Listen, then, while I tell about the "caverns of ocean". A cavern, you know, is a hollow or den, and old ocean holds many a cavern or den full of interest and beauty. But I will take you first to a kind of grove.
My home, where I spend most of my time, is in deep water. But not in the deepest, oh, no! That is said to be two thousand fathoms down. Think of it! More than two miles below the surface. There probably is but very little life at that depth. But when I visit some groves, or the region of a reef, I must first sail and sail until I reach water that is not deep at all.
Do you think you have ever seen coral, real coral? Yes, doubtless you have, and you may have seen it in various forms. But I feel sure you have never seen coral to know very much about it, as you have never been to the bottom of the sea.
Ah, here are all kinds of graceful shapes shooting up from the depths, so singular and varied in form, that one would wonder what they are meant to stand for. Look at these trees, perfect little trees in coral, eight or ten feet high, with branches spreading out from the trunk. On the branches are delicate sprays of fairylike net or lace-work, all in white, but of various patterns. Should you get near enough, you would see that these branches, some of which seem to bear flowers in shapes like pinks or lilies, are dented or pitted as if tiny teeth had eaten into them. This may be partly the work of worms.
Now, this is simply a large piece of white coral, but all around and about are fanciful shapes, nearly as large as the one described. Here, too, are what might be taken for thick bushes or shrubs, branching out with sprays of fretwork, white and spotless. Then there are smaller growths like low plants, and curiously colored, some pink, some red, others a yellowish white. These, too, appear to bear flowers, asters, carnations, or roses.
And for miles at a time we can rove and sport in a beautiful coral grove.
Think of a little house, if you can, made entirely of ivory, with here and there bright tints mingling with the white.
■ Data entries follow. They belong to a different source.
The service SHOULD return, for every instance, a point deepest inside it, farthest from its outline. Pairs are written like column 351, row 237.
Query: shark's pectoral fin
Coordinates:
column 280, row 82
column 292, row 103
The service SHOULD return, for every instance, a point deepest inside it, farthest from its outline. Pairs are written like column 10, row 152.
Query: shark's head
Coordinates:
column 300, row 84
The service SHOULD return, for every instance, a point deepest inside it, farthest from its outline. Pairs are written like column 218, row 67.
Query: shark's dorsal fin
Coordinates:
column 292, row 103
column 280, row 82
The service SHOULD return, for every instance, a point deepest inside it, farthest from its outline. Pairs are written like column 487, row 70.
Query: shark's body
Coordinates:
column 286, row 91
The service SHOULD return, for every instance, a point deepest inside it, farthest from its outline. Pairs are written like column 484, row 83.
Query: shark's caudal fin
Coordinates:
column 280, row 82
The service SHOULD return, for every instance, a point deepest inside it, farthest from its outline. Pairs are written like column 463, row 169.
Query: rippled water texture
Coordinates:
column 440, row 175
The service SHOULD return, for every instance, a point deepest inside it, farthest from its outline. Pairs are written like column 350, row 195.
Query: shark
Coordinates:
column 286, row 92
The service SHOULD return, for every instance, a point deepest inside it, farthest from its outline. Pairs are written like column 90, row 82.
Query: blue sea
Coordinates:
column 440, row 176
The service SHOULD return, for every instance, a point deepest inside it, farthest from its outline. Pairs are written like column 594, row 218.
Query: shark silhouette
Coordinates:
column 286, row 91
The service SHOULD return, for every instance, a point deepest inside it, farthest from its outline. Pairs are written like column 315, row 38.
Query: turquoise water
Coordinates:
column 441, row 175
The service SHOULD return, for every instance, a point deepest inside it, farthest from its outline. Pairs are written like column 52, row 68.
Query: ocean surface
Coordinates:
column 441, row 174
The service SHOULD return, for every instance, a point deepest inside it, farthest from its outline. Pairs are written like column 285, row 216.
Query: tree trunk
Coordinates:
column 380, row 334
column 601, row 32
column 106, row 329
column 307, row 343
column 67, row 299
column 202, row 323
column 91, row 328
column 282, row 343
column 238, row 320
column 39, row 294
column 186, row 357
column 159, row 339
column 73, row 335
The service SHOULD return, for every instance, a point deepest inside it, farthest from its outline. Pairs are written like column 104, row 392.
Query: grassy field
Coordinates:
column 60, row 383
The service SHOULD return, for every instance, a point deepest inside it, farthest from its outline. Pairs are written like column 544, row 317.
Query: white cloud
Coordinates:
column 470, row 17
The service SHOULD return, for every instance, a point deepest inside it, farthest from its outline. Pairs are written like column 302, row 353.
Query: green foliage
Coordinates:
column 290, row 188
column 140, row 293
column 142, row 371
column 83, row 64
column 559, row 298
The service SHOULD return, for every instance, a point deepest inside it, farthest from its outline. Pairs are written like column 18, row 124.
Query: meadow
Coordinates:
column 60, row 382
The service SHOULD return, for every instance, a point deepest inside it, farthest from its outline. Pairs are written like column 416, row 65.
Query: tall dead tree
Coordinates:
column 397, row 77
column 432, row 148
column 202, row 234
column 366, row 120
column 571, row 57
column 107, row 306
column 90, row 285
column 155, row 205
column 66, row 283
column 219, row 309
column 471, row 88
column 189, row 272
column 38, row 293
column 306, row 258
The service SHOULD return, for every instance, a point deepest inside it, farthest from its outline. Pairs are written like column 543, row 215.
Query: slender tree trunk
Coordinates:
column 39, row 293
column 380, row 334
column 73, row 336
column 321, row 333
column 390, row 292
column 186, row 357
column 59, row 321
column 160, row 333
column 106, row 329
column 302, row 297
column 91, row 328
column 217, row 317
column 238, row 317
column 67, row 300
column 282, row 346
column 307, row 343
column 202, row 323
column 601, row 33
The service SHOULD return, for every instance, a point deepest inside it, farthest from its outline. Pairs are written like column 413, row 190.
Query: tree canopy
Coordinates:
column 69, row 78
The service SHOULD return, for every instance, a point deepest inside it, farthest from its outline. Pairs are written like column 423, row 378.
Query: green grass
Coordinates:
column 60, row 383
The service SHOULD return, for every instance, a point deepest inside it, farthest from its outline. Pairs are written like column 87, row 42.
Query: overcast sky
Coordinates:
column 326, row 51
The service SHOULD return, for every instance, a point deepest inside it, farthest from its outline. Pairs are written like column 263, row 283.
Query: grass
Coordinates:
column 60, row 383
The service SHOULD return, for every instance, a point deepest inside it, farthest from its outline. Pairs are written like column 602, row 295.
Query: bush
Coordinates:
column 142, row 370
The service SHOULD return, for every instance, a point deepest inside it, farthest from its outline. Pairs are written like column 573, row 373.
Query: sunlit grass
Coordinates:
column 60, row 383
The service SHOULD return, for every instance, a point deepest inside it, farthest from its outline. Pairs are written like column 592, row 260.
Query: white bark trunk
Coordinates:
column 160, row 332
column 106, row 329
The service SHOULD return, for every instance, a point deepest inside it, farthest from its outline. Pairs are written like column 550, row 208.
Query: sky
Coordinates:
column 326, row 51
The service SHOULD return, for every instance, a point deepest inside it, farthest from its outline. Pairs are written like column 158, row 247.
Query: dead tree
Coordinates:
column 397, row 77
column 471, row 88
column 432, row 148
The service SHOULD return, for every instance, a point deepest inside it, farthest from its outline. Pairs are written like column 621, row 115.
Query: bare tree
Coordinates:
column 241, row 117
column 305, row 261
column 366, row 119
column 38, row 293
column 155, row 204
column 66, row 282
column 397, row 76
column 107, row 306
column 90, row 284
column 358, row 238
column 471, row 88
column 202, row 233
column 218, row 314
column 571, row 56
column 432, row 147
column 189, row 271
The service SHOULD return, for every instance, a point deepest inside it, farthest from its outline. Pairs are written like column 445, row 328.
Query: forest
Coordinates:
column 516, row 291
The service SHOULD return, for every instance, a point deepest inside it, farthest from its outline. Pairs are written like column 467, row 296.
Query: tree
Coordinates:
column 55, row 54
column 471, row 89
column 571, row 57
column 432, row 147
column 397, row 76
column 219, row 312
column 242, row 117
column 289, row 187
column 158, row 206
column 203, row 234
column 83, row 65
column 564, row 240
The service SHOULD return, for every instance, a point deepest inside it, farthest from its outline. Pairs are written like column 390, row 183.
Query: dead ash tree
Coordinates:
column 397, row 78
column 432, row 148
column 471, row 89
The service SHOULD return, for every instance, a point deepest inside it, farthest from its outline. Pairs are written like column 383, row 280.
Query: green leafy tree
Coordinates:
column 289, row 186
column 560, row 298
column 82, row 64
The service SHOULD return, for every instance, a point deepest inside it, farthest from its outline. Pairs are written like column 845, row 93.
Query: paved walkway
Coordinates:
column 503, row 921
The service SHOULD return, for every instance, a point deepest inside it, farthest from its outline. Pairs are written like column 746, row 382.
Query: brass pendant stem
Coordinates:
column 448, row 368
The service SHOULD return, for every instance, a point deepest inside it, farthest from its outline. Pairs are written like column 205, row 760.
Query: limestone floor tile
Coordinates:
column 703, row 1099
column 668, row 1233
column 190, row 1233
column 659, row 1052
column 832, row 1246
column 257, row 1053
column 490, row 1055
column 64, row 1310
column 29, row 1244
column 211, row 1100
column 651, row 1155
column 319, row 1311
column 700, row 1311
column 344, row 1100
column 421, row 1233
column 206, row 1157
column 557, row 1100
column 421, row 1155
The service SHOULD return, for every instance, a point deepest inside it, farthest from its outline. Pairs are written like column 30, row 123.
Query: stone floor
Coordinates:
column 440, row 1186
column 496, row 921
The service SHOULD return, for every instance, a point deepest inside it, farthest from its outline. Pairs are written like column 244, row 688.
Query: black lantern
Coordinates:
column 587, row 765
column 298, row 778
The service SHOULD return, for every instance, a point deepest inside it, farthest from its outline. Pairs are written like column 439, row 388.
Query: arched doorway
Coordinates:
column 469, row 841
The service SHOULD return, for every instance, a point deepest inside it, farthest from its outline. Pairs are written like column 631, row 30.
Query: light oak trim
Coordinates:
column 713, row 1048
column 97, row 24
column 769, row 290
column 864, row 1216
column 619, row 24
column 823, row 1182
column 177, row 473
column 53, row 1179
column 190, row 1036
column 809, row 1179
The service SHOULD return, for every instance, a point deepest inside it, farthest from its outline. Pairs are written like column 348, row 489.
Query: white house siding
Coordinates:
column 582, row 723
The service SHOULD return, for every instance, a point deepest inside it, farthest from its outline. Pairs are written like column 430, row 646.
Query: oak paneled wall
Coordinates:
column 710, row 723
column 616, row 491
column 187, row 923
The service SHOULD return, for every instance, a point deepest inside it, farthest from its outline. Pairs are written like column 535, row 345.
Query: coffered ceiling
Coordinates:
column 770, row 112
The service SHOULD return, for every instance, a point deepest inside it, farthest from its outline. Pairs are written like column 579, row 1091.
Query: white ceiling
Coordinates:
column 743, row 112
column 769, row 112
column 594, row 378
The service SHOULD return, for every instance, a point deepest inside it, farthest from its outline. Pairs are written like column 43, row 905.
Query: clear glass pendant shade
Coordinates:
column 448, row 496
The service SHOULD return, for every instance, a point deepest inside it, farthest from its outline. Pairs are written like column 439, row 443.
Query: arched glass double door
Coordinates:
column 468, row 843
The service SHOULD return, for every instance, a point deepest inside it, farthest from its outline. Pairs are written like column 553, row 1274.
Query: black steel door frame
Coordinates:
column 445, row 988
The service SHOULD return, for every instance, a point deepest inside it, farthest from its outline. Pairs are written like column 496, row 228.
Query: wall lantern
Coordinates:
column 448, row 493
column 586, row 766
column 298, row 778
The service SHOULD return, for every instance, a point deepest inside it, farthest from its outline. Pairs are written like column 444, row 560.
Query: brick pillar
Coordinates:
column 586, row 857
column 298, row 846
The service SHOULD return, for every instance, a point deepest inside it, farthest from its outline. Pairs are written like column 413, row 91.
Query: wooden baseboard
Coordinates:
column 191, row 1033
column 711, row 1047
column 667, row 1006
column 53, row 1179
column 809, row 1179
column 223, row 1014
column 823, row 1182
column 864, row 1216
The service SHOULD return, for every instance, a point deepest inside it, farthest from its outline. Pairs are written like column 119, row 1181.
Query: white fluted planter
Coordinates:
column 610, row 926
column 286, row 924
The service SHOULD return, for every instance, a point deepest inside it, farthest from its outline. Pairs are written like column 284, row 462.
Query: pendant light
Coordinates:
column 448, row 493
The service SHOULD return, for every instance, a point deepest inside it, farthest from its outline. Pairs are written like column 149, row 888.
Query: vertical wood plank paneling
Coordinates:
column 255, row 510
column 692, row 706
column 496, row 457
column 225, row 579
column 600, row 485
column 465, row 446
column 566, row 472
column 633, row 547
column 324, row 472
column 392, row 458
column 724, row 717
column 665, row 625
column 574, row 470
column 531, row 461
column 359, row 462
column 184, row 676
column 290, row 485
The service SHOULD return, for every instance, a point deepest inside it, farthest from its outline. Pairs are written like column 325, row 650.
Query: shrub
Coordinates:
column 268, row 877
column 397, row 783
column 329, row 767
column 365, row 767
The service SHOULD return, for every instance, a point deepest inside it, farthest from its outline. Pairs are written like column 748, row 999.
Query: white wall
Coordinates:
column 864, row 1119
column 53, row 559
For coral looks like ivory when its natural roughness is smoothed and polished. Think of swimming through little rooms, under arches, over lovely walks, through make-believe doors, slipping past upright altars of red and white coral, resting on spreading seats, or under outreaching canopies, or stopping to look at another outreaching shape like the arms of candelabra or candlestick holders. Sliding over footstools, and under culverts, all soft and gleaming in color. Then again there are curves and passages in which we can hide and stay hidden as long as we please. Is it not beautiful? And all so clean and clear!
Yet there is need to take heed and be careful. These stretching shapes and branches, these candle-holders and bushy twigs have sharp, hard points, and bouncing against them too suddenly might severely wound a fish, or it might slip into a crevice where it would be pricking work to get out.
Now, what is coral. Is it alive? Does it live and breathe? It is one of the curious, mysterious things of the ocean about which Folks have written and studied, and the wise ones say that coral is neither insect nor fish, but a kind of sea-animal, that lives in both deep and shallow waters. In the beginning it appears to be a tiny sea-creature, like a small, fleshy bag, with a mouth at one end, while with the other it clings to some object, almost always a rock.
These little creatures are said to have the power to sting if they are provoked. From these tiny frames there comes a hard, stony substance that spreads and spreads as we have seen, while the part that was alive becomes a mere dead shell.